За войну Алексею Хворостову довелось много видеть смрадных руин, чадящих пожарищ, изувеченных садов, вытоптанных нив. Может, потому Троицкое показалось ему почти не пострадавшим, словно война и оккупация обошли его стороной, а родная изба в густоте разросшегося сада издали почудилась жилой и даже ухоженной заботливой хозяйкой. Как и раньше, цвели цветы под окнами, как и раньше, под стрехой ласточки слепили гнездо, как и раньше, чисто вымыты ступеньки крыльца.
На долю секунды Алексею подумалось: все страшное, что писала какая-то Ксюша, — выдумка, недоразумение, ошибка. Распахнется сейчас дверь, выбежит на крыльцо мать с радостным лицом, а за ней…
Алексей остановился, не в силах открыть калитку: вот когда сказались война, ранения.
На крыльцо никто не выбежал. Но Серко, старый верный друг Серко, перемахнув через плетень, с воем и визгом бросился к Алексею. Пес прыгал, стараясь лизнуть в лицо, ползал на брюхе, кружился волчком и жалобно скулил, не зная, как выразить радость: хозяин вернулся!

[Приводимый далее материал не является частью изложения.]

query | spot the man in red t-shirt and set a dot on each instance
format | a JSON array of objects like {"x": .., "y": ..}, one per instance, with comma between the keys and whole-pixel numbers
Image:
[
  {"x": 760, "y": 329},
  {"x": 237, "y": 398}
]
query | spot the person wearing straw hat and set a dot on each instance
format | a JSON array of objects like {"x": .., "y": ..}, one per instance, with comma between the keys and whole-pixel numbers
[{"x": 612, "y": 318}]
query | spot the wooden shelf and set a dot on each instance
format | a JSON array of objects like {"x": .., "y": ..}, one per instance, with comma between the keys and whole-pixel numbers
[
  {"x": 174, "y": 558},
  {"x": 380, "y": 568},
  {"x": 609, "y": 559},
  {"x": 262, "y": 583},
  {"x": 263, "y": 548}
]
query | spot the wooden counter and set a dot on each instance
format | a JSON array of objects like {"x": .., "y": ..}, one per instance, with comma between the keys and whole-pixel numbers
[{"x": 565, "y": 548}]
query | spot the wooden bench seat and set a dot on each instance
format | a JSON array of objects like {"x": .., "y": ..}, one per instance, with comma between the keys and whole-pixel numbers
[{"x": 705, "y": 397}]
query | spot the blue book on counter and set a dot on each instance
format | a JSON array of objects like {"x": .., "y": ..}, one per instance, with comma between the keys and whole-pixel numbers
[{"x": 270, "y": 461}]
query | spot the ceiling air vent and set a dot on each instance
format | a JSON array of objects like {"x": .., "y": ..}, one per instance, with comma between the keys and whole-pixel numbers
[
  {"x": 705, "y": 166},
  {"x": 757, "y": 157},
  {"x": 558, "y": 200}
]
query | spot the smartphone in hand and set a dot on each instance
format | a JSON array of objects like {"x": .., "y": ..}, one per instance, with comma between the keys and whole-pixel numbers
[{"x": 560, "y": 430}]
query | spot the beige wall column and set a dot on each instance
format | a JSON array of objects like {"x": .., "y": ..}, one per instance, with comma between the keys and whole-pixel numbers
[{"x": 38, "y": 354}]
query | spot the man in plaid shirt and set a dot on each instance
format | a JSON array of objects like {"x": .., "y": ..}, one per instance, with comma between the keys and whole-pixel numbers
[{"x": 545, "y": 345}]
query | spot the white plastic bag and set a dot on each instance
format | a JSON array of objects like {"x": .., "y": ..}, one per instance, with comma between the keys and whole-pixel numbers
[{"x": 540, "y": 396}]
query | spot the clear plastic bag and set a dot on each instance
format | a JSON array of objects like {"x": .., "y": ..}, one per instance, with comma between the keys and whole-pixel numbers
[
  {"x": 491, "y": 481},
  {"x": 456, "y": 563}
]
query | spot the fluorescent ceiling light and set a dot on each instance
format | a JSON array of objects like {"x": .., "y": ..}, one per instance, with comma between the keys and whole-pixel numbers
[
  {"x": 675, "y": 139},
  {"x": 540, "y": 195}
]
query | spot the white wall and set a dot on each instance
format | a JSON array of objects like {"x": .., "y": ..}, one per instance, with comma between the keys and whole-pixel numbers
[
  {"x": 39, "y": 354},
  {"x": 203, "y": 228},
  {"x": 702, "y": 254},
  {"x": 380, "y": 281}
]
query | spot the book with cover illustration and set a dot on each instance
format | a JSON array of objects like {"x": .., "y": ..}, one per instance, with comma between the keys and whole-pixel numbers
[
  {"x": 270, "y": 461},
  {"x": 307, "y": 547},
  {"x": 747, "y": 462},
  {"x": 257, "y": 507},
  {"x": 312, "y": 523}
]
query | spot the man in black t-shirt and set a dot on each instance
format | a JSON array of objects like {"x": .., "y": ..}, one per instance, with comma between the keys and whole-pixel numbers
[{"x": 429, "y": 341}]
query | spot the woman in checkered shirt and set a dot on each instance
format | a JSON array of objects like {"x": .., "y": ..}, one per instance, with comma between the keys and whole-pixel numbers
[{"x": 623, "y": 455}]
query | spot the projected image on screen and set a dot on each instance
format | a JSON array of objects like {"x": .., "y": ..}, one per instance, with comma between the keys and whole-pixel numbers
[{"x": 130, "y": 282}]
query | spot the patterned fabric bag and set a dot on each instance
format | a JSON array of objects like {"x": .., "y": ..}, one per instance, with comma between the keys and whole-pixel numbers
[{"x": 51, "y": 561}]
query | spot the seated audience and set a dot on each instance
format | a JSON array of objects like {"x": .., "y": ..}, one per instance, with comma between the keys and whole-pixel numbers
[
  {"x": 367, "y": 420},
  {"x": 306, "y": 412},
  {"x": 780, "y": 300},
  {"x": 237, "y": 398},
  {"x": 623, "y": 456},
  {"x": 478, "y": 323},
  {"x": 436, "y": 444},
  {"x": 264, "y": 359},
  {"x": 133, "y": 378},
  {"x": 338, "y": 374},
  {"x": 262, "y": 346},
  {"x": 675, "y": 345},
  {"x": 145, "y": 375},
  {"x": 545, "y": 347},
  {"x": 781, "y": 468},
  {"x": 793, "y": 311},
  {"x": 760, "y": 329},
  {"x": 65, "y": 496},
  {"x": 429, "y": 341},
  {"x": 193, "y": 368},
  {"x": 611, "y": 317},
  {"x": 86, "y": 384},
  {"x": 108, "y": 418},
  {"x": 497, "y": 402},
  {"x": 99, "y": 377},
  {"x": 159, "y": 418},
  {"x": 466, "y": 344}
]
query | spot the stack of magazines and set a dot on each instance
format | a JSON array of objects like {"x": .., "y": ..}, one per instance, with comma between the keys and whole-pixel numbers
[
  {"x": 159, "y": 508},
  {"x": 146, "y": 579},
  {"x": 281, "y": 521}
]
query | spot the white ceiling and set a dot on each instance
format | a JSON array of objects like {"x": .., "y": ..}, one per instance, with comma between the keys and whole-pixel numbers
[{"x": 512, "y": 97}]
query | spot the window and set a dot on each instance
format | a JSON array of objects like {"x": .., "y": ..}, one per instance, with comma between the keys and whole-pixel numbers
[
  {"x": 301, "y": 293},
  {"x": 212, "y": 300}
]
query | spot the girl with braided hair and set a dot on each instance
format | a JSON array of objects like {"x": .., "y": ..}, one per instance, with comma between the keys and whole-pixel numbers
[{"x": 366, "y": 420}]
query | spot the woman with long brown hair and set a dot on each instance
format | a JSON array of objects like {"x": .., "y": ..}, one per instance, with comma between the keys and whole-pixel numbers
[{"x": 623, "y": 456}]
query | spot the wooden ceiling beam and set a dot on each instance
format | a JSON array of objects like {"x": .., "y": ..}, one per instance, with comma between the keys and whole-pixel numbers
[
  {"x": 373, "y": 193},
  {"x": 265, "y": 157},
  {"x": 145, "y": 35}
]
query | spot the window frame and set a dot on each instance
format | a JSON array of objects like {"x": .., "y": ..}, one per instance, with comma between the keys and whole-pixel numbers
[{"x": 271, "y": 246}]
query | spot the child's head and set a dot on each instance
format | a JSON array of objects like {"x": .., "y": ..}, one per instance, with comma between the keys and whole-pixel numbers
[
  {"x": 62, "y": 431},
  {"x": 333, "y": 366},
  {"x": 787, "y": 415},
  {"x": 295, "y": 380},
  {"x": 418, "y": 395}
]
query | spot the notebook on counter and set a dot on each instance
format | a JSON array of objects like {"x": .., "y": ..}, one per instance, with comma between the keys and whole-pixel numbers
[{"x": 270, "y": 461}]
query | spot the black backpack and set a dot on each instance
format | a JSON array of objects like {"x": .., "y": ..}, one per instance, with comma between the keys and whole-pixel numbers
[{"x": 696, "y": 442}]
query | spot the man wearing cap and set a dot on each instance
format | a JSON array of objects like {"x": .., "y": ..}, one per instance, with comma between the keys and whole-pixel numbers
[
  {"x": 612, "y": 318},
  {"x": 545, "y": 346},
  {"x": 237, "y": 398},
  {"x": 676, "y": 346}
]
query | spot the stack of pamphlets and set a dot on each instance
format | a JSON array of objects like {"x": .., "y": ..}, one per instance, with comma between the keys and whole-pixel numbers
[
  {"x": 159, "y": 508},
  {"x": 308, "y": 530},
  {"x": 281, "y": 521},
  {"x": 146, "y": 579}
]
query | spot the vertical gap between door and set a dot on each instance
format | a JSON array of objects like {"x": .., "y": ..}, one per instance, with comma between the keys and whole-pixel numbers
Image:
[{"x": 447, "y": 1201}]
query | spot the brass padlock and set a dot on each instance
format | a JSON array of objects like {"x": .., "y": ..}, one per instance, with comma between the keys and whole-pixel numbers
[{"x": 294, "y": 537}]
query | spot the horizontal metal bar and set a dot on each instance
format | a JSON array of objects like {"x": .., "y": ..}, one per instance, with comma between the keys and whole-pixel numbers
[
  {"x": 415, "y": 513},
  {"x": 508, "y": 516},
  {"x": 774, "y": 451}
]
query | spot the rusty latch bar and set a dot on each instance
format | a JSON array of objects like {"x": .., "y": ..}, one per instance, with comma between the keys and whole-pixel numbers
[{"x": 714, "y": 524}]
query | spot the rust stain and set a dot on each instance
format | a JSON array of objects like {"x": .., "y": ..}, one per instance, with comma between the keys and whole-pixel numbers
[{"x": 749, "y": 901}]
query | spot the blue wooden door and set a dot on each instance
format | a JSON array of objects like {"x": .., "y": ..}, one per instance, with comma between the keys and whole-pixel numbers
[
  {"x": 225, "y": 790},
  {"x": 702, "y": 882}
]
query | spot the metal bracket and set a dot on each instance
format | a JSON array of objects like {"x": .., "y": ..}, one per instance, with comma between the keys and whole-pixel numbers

Онемевшей рукой Алексей погладил Серко по спине, почесал за ушами. Пес всем туловищем прижался к его сапогам, дрожал и повизгивал, словно жаловался.
Алексей открыл калитку, подошел к крыльцу и сел на первую ступеньку: в избу войти не мог. Пес лег у его ног и уставился на хозяина все понимающими глазами.
…Нет, не надо было ехать домой. Теперь все — и ступени крыльца, и два тополя под окнами, и колодезный журавель, — все, все твердит: «Помнишь?»
Серко поднял голову, насторожил уши, но сразу же успокоился, завилял лохматым хвостом: свои! К крыльцу подошла девушка, босая, в стареньком, застиранном и узеньком платьице, с косой, переброшенной через плечо. Алексей ее не знал. Но по тому, как дружески приветствовал ее Серко, понял: девушка — частая гостья в их дворе.
Девушка в нерешительности остановилась шагах в пяти:
— Здравствуйте, Алексей Федорович! С благополучным возвращением.
Хворостов молча кивнул головой. Не вовремя она пришла. Только Серко вел себя по-приятельски. Ласкался к девушке, пытался и ее лизнуть в губы. Гостью смутила холодная, почти враждебная встреча. Глаза стали жалкими.
— Вы меня не узнаете, Алексей Федорович? Я — Ксюша. Соседка ваша.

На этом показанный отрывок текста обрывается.